Tatsächlich haben 80 % der Unternehmer, die einen Beiratsposten besetzen wollen, einen Namen im Kopf, der aus ihrem eigenen Netzwerk stammt.

Die Notwendigkeit und der Nutzen eines ordnungsgemäßen Such- und Auswahlverfahrens sind derzeit ein Trugschluss, wenn man bedenkt, dass Beiratsmitglieder durchschnittlich zehn Jahre im Amt bleiben.

Unregulierte Vergütung

Das breite Aufgabenspektrum und die zunehmende Verantwortung der Beiratsmitglieder spiegeln sich nur bedingt in der Vergütungsstruktur wider: Ordentliche Beiratsmitglieder erhalten im Durchschnitt zwischen 10.000 und 20.000 Euro pro Jahr. Etwas weniger als die Hälfte (45%) der Gesellschafter vergüten ihre Beiratsmitglieder mit mehr als 20.000 Euro.

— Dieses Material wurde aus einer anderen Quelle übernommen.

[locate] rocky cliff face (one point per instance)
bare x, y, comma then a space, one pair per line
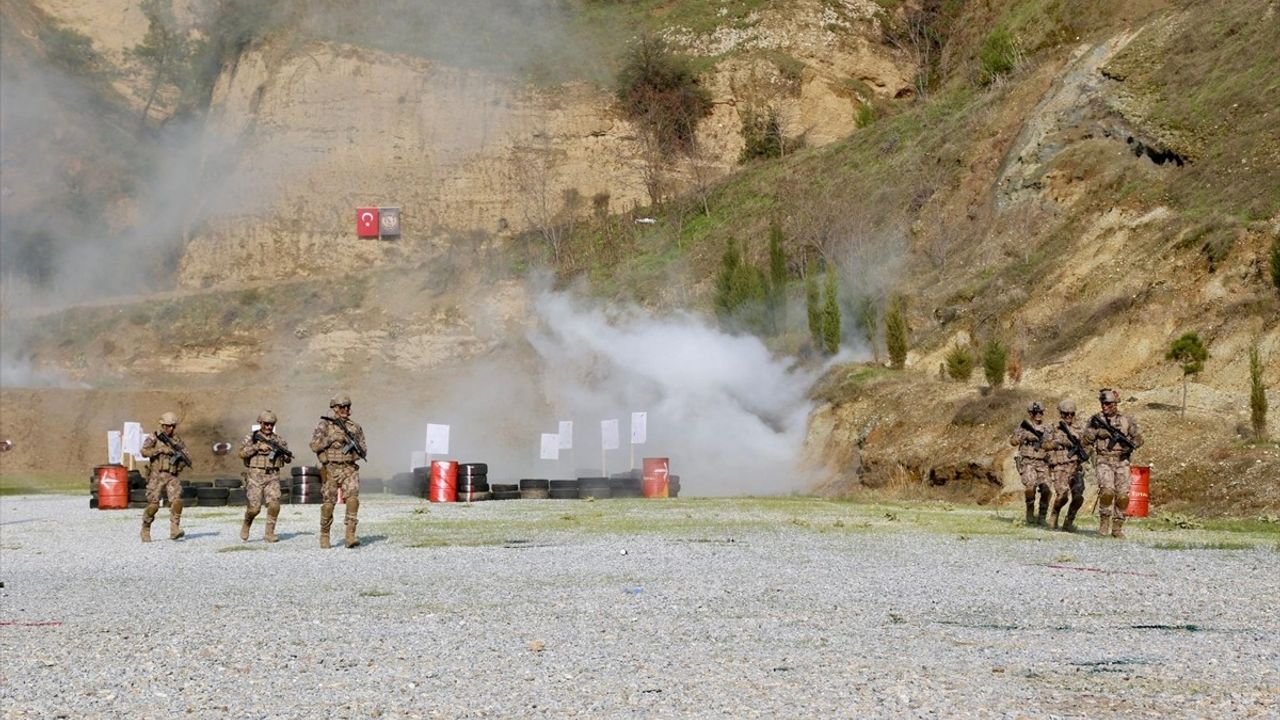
301, 136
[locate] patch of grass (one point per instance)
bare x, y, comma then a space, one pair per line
1211, 545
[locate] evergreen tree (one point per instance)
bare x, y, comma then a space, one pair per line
869, 324
995, 361
959, 363
1275, 263
813, 308
730, 261
1191, 354
896, 332
1257, 393
777, 278
831, 315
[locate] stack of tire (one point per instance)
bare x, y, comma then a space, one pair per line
219, 492
137, 490
563, 490
472, 482
626, 484
498, 491
598, 488
304, 484
420, 482
534, 488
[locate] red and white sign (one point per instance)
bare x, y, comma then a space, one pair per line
366, 222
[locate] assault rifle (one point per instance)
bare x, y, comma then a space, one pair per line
1077, 446
352, 446
179, 455
1040, 436
1101, 423
277, 451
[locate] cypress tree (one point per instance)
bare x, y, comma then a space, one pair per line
831, 315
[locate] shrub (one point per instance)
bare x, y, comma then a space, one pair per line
1191, 354
896, 332
813, 308
777, 277
762, 136
659, 92
1275, 263
1257, 393
865, 115
868, 323
959, 363
997, 57
831, 315
995, 361
69, 49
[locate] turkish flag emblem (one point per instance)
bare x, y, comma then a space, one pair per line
366, 222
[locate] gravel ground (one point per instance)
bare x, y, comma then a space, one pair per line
777, 619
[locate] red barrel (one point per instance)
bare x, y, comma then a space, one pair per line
656, 470
1139, 491
113, 487
443, 484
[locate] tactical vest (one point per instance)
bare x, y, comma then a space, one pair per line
334, 454
1110, 447
1028, 450
1061, 452
263, 460
164, 463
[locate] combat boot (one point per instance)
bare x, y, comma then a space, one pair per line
176, 531
1043, 505
273, 511
247, 524
147, 516
351, 520
325, 523
1077, 501
1118, 528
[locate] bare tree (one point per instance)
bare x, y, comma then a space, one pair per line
542, 200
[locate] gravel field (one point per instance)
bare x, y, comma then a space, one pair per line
629, 609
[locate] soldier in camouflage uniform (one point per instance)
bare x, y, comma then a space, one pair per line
264, 454
168, 458
338, 442
1033, 461
1065, 464
1112, 447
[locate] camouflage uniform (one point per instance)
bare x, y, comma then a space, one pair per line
263, 481
163, 470
338, 469
1032, 464
1111, 463
1064, 465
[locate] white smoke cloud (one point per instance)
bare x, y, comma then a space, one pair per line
728, 415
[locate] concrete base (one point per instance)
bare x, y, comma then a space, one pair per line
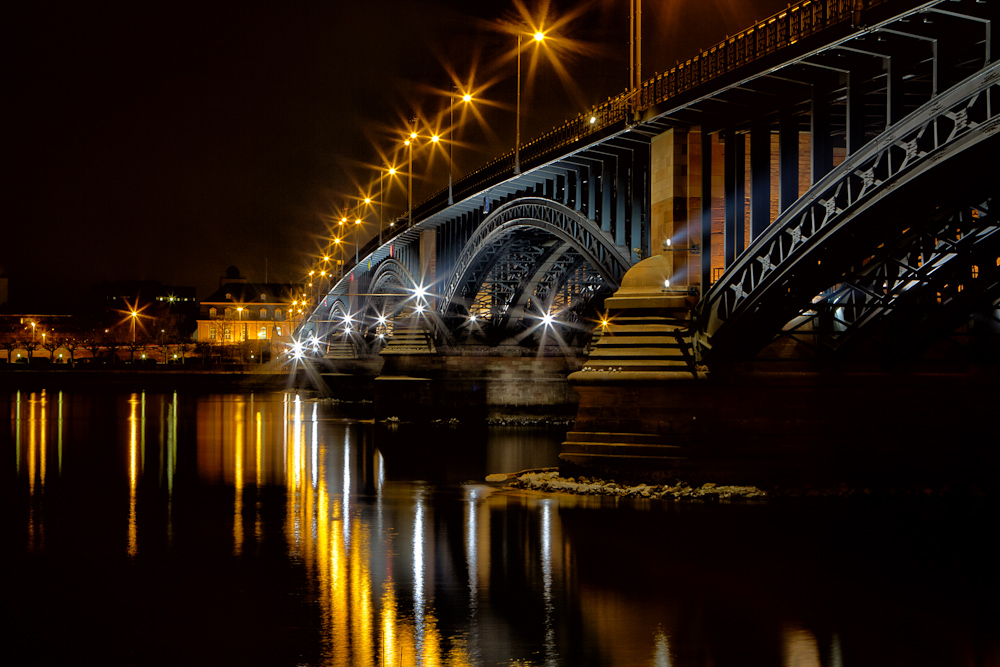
779, 427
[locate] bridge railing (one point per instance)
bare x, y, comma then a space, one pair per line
785, 28
796, 22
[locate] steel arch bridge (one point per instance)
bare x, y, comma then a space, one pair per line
829, 184
866, 249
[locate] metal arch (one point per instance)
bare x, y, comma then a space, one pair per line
959, 119
569, 226
932, 277
390, 271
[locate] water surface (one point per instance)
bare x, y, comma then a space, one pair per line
275, 529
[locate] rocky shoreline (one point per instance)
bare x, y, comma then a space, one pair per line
548, 480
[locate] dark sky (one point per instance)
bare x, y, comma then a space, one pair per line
168, 140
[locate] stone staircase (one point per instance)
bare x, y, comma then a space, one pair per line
644, 342
646, 345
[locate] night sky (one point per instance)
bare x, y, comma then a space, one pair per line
169, 140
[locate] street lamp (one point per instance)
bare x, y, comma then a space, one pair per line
451, 145
409, 168
538, 37
357, 239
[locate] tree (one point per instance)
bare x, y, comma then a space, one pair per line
71, 343
28, 345
51, 343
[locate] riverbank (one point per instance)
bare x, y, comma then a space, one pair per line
549, 481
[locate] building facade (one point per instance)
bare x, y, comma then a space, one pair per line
257, 318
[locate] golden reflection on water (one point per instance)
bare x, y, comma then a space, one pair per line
133, 473
369, 549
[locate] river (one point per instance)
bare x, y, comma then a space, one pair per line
278, 529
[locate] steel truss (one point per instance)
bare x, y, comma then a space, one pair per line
532, 256
827, 225
930, 283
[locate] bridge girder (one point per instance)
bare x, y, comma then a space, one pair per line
874, 199
531, 249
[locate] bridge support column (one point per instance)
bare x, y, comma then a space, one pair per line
675, 199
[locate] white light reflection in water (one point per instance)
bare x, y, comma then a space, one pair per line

Stellvertretende Vorsitzende und Vorsitzende werden natürlich besser bezahlt als normale Beiratsmitglieder: im Durchschnitt 25.000 bzw. 40.000 Euro pro Jahr. Ein Viertel der Vorsitzenden erhält sogar mehr als 50.000 Euro.Der Gehaltsunterschied spiegelt das größere zeitliche Engagement der Vorsitzenden und stellvertretenden Vorsitzenden wider. Sie müssen u.a. alle Sitzungen vorbereiten und sind jederzeit erster Ansprechpartner für die Geschäftsführung.

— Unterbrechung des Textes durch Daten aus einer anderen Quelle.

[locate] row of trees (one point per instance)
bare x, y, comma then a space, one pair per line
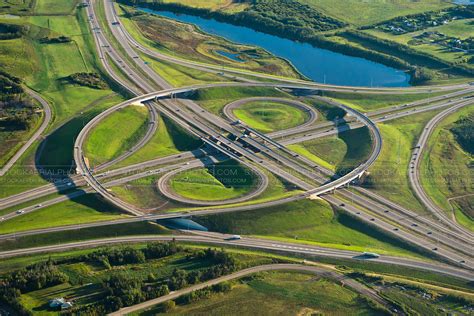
35, 277
122, 289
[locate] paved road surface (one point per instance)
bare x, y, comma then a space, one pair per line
326, 273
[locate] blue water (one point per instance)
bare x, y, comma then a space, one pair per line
232, 56
320, 65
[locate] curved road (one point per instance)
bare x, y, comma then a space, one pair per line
253, 243
414, 168
323, 272
166, 190
228, 110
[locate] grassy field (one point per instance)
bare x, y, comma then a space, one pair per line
359, 12
116, 134
144, 193
188, 42
53, 7
446, 171
225, 5
270, 116
366, 102
214, 99
338, 153
179, 76
222, 181
11, 141
279, 293
83, 209
85, 276
168, 139
130, 229
458, 29
43, 67
307, 221
388, 176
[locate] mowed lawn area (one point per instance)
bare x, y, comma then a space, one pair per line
53, 7
84, 209
337, 153
365, 12
389, 174
268, 117
447, 172
278, 293
306, 221
116, 134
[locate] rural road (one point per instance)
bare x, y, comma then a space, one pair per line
325, 273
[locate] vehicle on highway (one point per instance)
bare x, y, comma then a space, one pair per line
371, 255
234, 237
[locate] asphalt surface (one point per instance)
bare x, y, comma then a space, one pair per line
256, 244
198, 128
414, 168
35, 136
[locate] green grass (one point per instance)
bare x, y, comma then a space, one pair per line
169, 139
52, 7
360, 12
308, 221
180, 76
143, 192
42, 66
12, 141
270, 116
214, 99
130, 229
222, 181
446, 170
116, 134
389, 175
279, 293
371, 102
338, 153
83, 209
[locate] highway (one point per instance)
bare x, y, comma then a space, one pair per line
46, 120
415, 164
319, 271
185, 118
124, 36
255, 244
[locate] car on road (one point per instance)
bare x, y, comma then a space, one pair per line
234, 237
371, 255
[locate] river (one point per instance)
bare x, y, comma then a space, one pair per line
320, 65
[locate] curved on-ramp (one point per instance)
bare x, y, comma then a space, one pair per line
166, 190
415, 164
322, 272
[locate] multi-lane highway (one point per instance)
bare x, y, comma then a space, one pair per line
415, 164
253, 243
211, 129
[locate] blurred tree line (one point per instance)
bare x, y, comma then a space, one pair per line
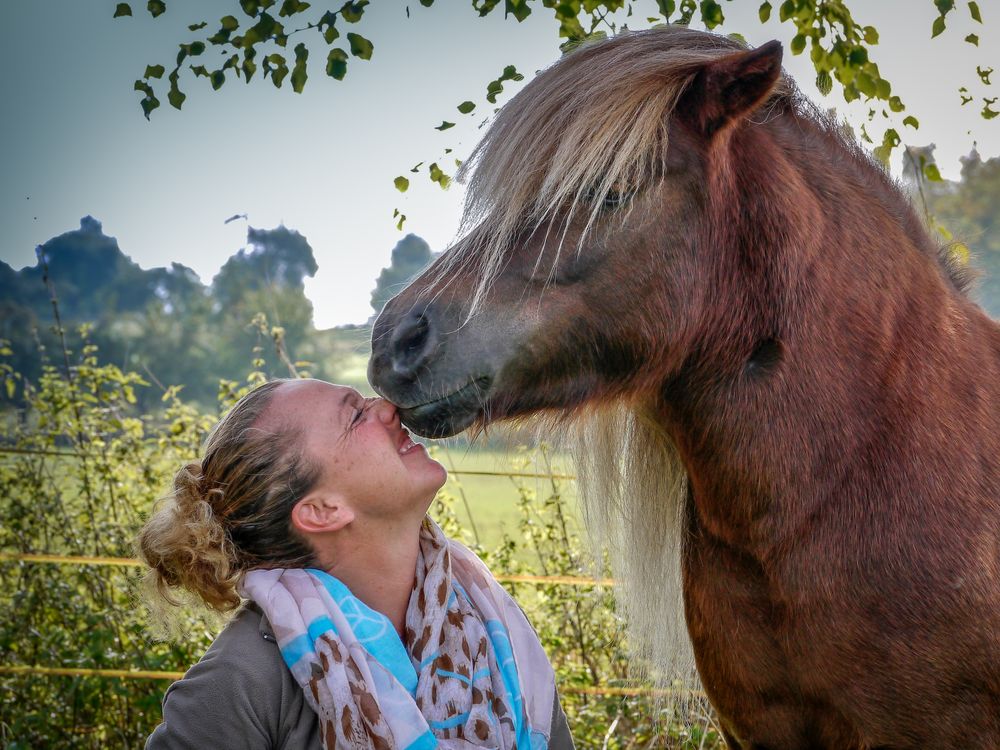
171, 328
967, 212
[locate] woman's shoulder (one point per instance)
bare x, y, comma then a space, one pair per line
240, 694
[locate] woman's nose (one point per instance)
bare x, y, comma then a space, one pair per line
384, 410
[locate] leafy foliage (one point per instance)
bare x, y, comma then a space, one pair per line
839, 48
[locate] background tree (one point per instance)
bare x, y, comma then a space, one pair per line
409, 257
256, 36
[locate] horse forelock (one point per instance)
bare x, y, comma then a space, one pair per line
596, 121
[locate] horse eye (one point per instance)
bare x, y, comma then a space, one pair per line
612, 200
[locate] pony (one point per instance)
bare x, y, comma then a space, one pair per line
785, 407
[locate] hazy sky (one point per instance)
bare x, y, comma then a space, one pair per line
73, 140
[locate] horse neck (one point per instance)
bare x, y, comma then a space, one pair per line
816, 254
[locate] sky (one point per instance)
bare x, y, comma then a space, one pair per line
73, 140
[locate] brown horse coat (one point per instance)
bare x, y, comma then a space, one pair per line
660, 230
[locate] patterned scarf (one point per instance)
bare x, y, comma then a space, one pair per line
470, 674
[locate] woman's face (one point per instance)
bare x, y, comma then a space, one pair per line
364, 454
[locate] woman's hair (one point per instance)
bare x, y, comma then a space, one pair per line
230, 511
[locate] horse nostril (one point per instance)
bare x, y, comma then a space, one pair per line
411, 343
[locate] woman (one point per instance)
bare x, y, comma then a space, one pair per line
365, 626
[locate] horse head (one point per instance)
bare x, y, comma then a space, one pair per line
580, 277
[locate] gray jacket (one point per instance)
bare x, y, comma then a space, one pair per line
241, 695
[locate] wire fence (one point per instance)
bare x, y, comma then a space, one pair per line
138, 674
148, 674
44, 558
455, 472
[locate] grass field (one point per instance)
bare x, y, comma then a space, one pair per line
487, 505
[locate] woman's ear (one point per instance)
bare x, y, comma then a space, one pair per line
731, 87
321, 513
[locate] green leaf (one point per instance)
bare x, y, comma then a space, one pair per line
175, 96
711, 13
291, 7
353, 11
518, 8
360, 47
824, 82
865, 84
299, 74
278, 75
249, 66
329, 20
149, 102
336, 64
439, 176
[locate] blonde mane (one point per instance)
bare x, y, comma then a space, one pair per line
633, 492
593, 123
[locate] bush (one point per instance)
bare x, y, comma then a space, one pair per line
81, 470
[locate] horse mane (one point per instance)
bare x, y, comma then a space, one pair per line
595, 122
633, 496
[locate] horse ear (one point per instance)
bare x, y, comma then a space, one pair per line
732, 86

Die Tatsache, dass mehr als ein Viertel der befragten Unternehmen ihre Beiräte immer noch mit weniger als 10.000 Euro pro Jahr vergüten, steht nicht im Einklang mit den steigenden Anforderungen an die Mitglieder.

Zudem erschwert eine nicht wettbewerbsfähige Vergütung die Gewinnung der besten Köpfe, insbesondere von Unternehmern und aktiven Führungskräften, die neben ihrer Haupttätigkeit nur eine oder zwei Amtszeiten in Beiräten akzeptieren können. Schließlich werden vergleichbare Aufgaben in einem börsennotierten Unternehmen viel besser vergütet.

Ständige Bewertung fehlt

Jedes Team sollte sich in regelmäßigen Abständen fragen: Was läuft gut und wo müssen wir etwas ändern? Leider haben viele Beiräte noch keinen Prozess des kontinuierlichen Lernens durch Feedback und Evaluation etabliert. Mehr als die Hälfte der Familienunternehmen bewertet nicht regelmäßig die Effektivität der Beiratsarbeit. In jedem fünften Unternehmen sind die Gesellschafter für die Bewertung ihres Aufsichtsgremiums zuständig.

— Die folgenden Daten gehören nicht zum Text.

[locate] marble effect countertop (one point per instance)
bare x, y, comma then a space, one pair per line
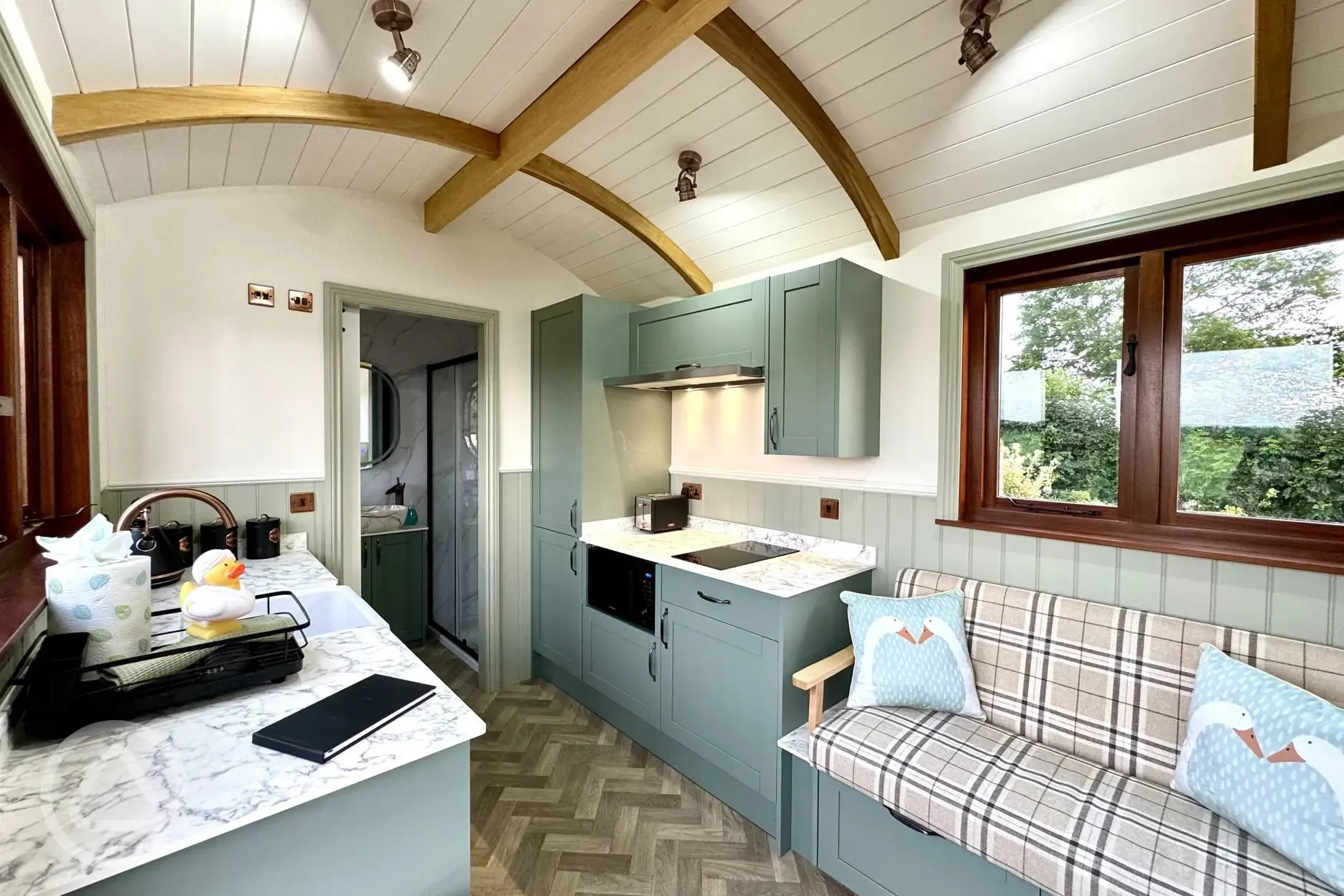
123, 794
818, 562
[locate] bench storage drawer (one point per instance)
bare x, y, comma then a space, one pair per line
869, 851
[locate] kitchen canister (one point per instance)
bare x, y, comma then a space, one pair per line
100, 587
217, 536
262, 538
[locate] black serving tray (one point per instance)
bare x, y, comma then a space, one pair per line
58, 695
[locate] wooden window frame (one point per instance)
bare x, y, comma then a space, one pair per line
1147, 516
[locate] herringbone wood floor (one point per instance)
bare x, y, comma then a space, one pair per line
565, 803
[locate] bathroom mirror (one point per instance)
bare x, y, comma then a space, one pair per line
379, 416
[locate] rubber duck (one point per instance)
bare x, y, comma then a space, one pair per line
215, 599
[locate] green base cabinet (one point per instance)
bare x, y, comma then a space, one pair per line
621, 661
823, 374
394, 579
558, 599
726, 327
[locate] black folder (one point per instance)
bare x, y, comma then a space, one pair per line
334, 723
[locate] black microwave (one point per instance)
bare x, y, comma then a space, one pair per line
622, 586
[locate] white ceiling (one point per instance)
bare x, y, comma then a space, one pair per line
1080, 88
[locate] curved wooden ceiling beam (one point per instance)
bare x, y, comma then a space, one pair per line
92, 116
80, 117
594, 194
744, 49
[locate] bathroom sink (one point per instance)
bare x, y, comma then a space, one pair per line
331, 609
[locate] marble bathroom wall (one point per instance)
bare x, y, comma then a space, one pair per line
403, 345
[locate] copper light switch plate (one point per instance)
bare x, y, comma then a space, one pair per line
258, 294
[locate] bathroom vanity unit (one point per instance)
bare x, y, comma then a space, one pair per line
183, 802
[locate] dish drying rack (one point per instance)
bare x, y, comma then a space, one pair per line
58, 694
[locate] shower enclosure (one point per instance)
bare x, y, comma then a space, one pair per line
453, 490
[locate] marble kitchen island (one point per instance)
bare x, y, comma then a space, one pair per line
182, 802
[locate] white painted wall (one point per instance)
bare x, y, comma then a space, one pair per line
721, 430
197, 386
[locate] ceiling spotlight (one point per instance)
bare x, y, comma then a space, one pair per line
396, 17
690, 163
976, 49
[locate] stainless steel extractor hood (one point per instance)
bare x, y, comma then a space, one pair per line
694, 376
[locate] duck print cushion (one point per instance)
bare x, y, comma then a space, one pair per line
1268, 757
912, 652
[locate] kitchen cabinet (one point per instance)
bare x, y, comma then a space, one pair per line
558, 599
394, 578
621, 661
824, 362
721, 696
726, 327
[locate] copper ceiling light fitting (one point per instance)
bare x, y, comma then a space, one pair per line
690, 163
396, 17
976, 49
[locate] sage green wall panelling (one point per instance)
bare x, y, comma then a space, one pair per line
516, 575
1291, 604
245, 499
726, 327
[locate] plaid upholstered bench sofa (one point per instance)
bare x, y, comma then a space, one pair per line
1065, 789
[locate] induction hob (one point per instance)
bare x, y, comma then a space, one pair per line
734, 555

In 17 % überlassen die Gesellschafter die Bewertung des Wertbeitrags dem Beirat selbst, und in jedem zehnten Familienunternehmen bewerten Geschäftsführung und Beirat diesen gemeinsam, unabhängig von der jeweiligen Befangenheit der Gremien. Nur 2 % bewerten die Arbeit des Beirats mit Hilfe eines spezifischen Bewertungsverfahrens. Auch hier gibt es Verbesserungspotenzial.

Abschließend ist anzumerken, dass sich die Unternehmen zunehmend auf einen Beirat verlassen, der seinerseits immer mehr Aufgaben wahrnimmt. Viele Unternehmer vergessen jedoch, wie wichtig eine ständige Überprüfung dieser Beiräte ist, um sicherzustellen, dass ihre Mitglieder über die vom Markt geforderten Kompetenzen verfügen, einschließlich derjenigen, die mit der digitalen Transformation und Innovation zusammenhängen. Parallel dazu müssen die Vergütungen überprüft werden, um sicherzustellen, dass sie den erforderlichen Kompetenzen entsprechen.

Auch die wachsende Rolle von Frauen und neuen Generationen in Beiräten sollte nicht übersehen werden, da beide für den Aufbau vielfältiger, innovativer und kompetenter Beiräte unerlässlich sind.